Looking up at icicles forming at cracks in the limestone.

The sea cave, as you’ll note in the photo above, has plenty of icicles hanging from the ceiling. The entrance to the cave is quite large and so the cave does exchange quite a bit of cold winter air with the surrounding environment making internal temps somewhat more variable than for the cave in Iceland (and other deeper caves). The icicles form as ground water percolates through fractures in the rocks and freeze once exposed to the colder air. Some ground water flows directly into the sheltered pool at the bottom of the cave and keeps warm enough in the pool that it avoids freezing (in particularly cold winters I’ve seen it freeze solid).

Small fish congregating under the icicles. Dripping water stirs up the water and facilitates transfer of oxygen from the air into the water

Open Water + Oxygen

Access to the cave
I should note that water levels inside the Donahue Sea caves vary from year to year. There’s a little lip at the mouth of the cave and if the water in the pond is high enough then the open water in the cave will extend a channel that connects the cave water with the rest of the pond. This channel allows fish to freely move in and out of the cave during the winter.

Oxygen depletion
Once a pond freezes over, the oxygen dissolved in the water slowly gets used up by all the fish, amphibians, reptiles, bacteria, and invertebrates trapped under the ice. The sheet of ice over the pond prevents oxygen exchange between the air and the water (plus, as plants and bacteria are dormant, they’re not photosynthesizing and therefore aren’t producing oxygen). As oxygen levels drop, the larger, more active fish struggle to take in enough oxygen and can ultimately asphyxiate unless they’re able to move towards areas with higher concentrations of oxygen. The cave, with open water, provides an interface for the exchange of oxygen between the water and the air (particularly in places where water dripping from stalagtites stirs up the surface). This year, the cave is filled with lots of smaller fish and even green frog tadpoles that are congregating in the cave for access to warmer water (45 degrees does feel quite nice) and higher dissolved oxygen concentrations.

Not all fish make it through the winter in the cave.

One challenge is that higher oxygen levels can attract larger fish to the cave.
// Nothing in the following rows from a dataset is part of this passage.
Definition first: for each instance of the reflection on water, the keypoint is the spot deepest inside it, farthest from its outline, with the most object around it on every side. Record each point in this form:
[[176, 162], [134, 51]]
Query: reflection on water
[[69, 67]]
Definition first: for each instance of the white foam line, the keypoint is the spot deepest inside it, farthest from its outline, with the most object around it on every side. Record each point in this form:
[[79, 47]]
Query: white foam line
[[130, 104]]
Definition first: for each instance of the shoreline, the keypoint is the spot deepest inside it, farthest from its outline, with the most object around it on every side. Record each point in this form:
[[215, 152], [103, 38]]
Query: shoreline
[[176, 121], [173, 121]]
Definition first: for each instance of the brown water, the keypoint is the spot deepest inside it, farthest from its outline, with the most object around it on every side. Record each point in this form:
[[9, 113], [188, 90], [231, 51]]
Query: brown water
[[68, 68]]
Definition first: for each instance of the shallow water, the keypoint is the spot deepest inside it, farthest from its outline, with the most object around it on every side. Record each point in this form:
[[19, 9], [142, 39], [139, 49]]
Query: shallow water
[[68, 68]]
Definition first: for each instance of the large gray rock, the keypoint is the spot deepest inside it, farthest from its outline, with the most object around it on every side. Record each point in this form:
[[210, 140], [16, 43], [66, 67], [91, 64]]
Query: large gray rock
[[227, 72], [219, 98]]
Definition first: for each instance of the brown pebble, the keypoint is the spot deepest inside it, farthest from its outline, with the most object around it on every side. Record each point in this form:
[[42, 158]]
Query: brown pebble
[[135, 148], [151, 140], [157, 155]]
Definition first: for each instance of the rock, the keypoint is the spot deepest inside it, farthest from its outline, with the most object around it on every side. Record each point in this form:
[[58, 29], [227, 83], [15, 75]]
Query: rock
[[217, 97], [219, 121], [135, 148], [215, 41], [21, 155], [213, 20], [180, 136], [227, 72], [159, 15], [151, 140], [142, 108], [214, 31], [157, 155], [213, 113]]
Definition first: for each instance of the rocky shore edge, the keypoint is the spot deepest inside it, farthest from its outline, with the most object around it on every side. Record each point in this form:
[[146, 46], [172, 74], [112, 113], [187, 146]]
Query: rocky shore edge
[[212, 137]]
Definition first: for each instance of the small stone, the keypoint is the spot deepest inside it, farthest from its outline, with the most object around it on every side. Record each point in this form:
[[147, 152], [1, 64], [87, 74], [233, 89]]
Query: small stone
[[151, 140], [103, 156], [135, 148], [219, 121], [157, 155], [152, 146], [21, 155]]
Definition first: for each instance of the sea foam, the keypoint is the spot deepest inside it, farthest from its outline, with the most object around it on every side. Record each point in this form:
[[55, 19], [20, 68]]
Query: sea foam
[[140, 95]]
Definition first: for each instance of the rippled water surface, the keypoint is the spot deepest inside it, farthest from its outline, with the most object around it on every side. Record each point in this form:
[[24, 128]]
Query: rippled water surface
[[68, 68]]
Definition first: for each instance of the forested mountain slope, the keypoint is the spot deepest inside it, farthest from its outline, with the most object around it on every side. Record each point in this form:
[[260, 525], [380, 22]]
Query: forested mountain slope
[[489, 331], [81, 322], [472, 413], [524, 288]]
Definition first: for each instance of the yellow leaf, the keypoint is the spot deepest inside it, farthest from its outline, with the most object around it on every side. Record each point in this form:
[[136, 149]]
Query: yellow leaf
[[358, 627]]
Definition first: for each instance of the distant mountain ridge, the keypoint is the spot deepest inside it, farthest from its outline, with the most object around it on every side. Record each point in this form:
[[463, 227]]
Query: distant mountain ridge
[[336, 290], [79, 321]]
In previous years, when the lake levels have been higher, I’ve found 12″ bass and catfish in the cave. As water levels in the adjacent pond drop throughout the winter, the fish can get trapped in the cave where they’ll inevitably use up all of the oxygen and die. Come spring time, when the ice melts, these dieoffs serve as a much needed food source for returning bald eagles and osprey. This year, the water was high enough to connect the cave with the pond, but not high enough to allow for many large fish to access the cave. Right now, for the heron, it’s a bit like shooting fish in a barrel, but as the temps continue to stay above freezing the pond will melt and the fish will disperse back into the safety of the pond.